Guido van Rossum wrote:
The email below is a serious bug report. A quick analysis shows that UserString.count() calls the count() method on a string object, which calls PyArg_ParseTuple() with the format string "O|ii". The 'i' format code truncates integers. It probably should raise an overflow exception instead. But that would still cause the test to fail -- just in a different way (more explicit). Then the string methods should be fixed to use long ints instead -- and then something else would probably break...
MAL wrote:
All uses in stringobject.c and unicodeobject.c use INT_MAX together with integers, so there's no problem on that side of the fence ;-)

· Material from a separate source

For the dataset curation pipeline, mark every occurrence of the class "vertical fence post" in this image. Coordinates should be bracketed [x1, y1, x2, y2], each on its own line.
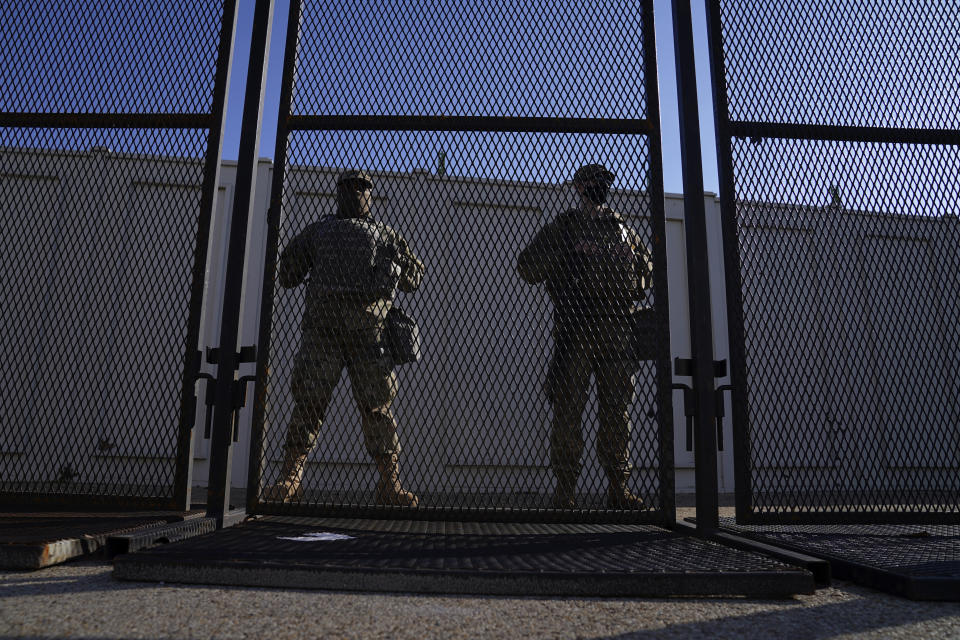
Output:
[207, 0, 273, 526]
[673, 0, 719, 530]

Since strings and Unicode objects use integers to describe the length of the object (as well as most if not all other builtin sequence types), the correct default value should thus be something like sys.maxlen which then gets set to INT_MAX.
I'd suggest adding sys.maxlen and the modifying UserString.py, re.py and sre_parse.py accordingly.
Guido wrote:
Hm, I'm not so sure. It would be much better if passing sys.maxint would just WORK... Since that's what people have been doing so far.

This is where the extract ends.